Local DNS Caching

Local DNS Caching
Once the local DNS receives the reply, it will cache that information for a specified time, known as time to live (TTL). TTL is specified by the authoritative DNS as part of its reply. That means, the local DNS will simply reply to all subsequent requests with the information it has from the earlier DNS reply until the TTL expires. Once the TTL expires, the next request to the local DNS will trigger a request to the authoritative DNS again. Caching helps ensure faster response time for the same name to address resolution queries from subsequent clients. At the same time, TTL helps ensure that the local DNS captures any updates or changes from the authoritative DNS. Changing the TTL to a lower value causes the local DNS to query the authoritative DNS more often. Changing the TTL to a higher value puts the local DNS at the risk of having
stale information for increased durations.

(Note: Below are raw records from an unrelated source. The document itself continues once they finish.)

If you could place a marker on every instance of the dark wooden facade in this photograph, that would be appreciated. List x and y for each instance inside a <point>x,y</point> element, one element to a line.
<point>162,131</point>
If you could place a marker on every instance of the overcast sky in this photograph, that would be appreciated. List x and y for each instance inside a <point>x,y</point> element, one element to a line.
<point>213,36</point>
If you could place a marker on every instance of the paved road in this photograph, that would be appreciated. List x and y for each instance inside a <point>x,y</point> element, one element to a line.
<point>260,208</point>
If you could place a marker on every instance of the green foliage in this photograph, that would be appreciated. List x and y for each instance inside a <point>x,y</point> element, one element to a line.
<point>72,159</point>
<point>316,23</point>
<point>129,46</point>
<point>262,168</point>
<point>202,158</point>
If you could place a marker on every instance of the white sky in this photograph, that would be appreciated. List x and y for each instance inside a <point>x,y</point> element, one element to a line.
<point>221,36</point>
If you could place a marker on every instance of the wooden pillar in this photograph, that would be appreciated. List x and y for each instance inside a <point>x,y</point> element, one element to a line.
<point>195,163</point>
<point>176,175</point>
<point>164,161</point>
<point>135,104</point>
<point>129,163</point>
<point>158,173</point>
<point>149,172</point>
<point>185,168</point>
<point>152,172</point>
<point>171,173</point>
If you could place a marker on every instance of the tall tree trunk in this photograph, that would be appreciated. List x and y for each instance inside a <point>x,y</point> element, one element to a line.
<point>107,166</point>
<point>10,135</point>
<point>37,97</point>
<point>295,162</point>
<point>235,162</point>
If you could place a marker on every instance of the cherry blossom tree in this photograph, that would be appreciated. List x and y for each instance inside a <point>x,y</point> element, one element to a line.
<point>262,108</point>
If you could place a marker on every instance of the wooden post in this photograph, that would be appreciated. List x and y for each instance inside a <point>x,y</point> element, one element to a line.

If the local DNS receives multiple IP addresses as part of the DNS reply, it may give one IP address to each of its clients in a round−robin manner. In addition to the local DNS caching the DNS responses, the client browser also caches the DNS response. Unfortunately, popular client browsers currently ignore the TTL set by the authoritative DNS. Versions 3.x of Microsoft Internet Explorer, for example, cache the DNS response for 24 hours. Unless the browser
application is terminated and restarted, it does not query the DNS again for 24 hours for a given domain.
Versions 4.x and later cache the DNS response for 30 minutes. Microsoft provides a note on the support section of its Web site on how to change the cache time−out value for Internet Explorer by modifying certain entries in the registry. (Search for keywords ie cache dns timeout in the support section of Microsoft’s Web site.)